The CNAME shows that one hostname, like www or another subdomain, is just an alias for the main domain, the canonical domain. This is why it is called CNAME. C stands for canonical.

The CNAME is used exclusively for subdomains. If there are already other DNS records in the zone, you won’t be able to create the Canonical Name record.

How to check CNAME record?

The CNAME is used for pointing multiple hostnames to a single place, the canonical domain. The reason behind it is that if you have the A record of the root domain, meaning the IP address, you will not need to change the A records of each hostname. This is because they are already pointing with CNAME to the right domain name, and the request for the hostnames will return the A record of the root domain.

You can use the CNAME to separate a specific hostname. Usually, people use it to specify a mail subdomain or an FTP subdomain and point to the root domain.

What is the CNAME not used for?

The CNAME is not used to point to another CNAME. Yes, it is possible, but it is not efficient, and it will only take DNS resources. It is a bad DNS practice that you should not use.

CNAME can’t point to an IP address. For that purpose, you will need an A record.

A CNAME record can’t be used for the root domain. For that purpose, you can use a similar DNS record called ALIAS.

How to use the CNAME record?

Whether you are using your own server or a cloud DNS provider, you will have to follow the same process. There will be minor differences, but the essence of the process is the same.

1. Create a new Primary Forward DNS zone for the subdomain you want. A CNAME record can be created only in a Forward zone.
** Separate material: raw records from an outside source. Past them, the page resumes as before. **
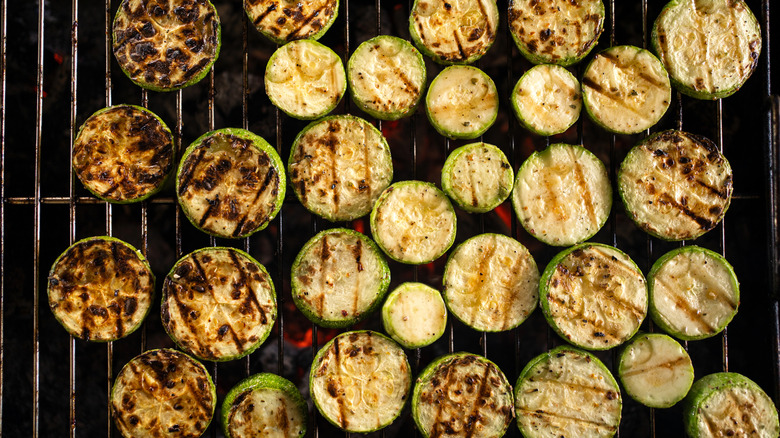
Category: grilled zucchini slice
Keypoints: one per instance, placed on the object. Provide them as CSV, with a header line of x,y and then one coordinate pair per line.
x,y
339,166
626,90
462,102
593,295
165,45
413,222
230,183
462,395
218,304
360,381
709,47
562,195
675,185
454,31
163,393
558,32
305,79
694,293
100,289
339,278
567,392
491,282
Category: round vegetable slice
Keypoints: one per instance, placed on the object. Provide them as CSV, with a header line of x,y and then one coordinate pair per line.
x,y
491,282
339,166
562,195
218,304
593,295
231,183
163,393
339,278
694,293
100,289
462,395
163,45
360,381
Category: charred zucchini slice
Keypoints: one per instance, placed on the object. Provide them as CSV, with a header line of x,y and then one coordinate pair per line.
x,y
305,79
462,395
123,153
626,90
710,48
675,185
100,289
567,392
694,293
413,222
454,31
491,282
231,183
360,381
163,393
339,278
558,32
562,195
264,405
593,295
165,45
218,304
339,166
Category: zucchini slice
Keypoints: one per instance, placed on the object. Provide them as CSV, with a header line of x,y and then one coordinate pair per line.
x,y
163,393
100,289
462,102
230,183
414,315
218,304
454,31
123,154
593,295
339,166
360,381
694,293
339,278
164,45
626,90
567,392
305,79
558,32
675,185
491,282
562,195
709,47
413,222
264,405
478,177
462,395
655,370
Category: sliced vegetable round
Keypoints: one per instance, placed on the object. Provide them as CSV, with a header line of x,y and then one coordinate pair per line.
x,y
218,304
593,295
100,289
694,293
462,394
163,45
626,90
339,166
231,183
360,381
491,282
562,195
462,102
123,153
413,222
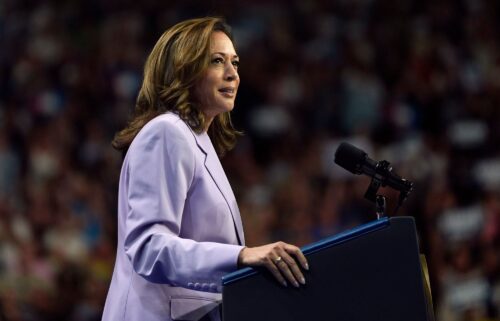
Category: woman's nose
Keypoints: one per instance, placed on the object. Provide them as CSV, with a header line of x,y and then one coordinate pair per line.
x,y
231,72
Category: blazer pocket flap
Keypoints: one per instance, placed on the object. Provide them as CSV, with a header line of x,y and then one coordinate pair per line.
x,y
191,308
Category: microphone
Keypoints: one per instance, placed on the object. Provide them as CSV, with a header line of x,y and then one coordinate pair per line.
x,y
357,162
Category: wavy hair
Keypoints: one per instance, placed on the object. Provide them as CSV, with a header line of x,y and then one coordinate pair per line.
x,y
178,59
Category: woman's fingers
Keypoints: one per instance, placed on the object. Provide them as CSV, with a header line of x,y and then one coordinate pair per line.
x,y
291,269
280,258
271,266
295,251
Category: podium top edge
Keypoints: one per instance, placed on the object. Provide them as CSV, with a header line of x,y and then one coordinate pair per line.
x,y
317,246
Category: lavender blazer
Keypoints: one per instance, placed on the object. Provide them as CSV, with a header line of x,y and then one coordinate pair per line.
x,y
179,227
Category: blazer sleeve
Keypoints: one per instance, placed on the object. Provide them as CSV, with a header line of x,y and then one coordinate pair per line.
x,y
161,167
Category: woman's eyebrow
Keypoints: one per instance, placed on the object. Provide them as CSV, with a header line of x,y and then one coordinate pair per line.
x,y
225,54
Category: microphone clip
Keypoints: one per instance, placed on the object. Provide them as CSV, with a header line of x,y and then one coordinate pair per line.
x,y
382,172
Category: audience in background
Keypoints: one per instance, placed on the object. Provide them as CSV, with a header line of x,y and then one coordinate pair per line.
x,y
413,82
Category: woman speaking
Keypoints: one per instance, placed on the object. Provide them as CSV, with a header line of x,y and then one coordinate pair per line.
x,y
179,227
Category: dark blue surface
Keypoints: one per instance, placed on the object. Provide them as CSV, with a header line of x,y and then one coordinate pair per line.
x,y
317,246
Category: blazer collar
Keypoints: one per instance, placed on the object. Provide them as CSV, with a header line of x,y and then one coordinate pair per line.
x,y
214,167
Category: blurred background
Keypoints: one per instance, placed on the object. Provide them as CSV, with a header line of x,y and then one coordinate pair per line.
x,y
414,82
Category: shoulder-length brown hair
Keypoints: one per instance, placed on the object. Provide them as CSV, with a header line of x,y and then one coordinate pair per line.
x,y
177,61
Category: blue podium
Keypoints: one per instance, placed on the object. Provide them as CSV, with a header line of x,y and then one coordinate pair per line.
x,y
370,273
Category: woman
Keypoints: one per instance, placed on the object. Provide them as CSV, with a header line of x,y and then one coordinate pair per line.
x,y
179,227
2. Now that you have the environment for the CNAME record, you can create the record itself. When you create a CNAME record, you will need to enter TYPE: CNAME, HOST: the name of the subdomain, POINTS TO: the canonical name, and TTL: the period this record will be valid.

3. Ready!

Now every request for the subdomain will be redirected to the canonical name that you set up.


So, now you know. The real function of the CNAME is to save you time when you are managing multiple subdomains. You need to create CNAME records once, and then, even if the IP address of the root domain to which they are pointing changes, the subdomains will continue to function correctly.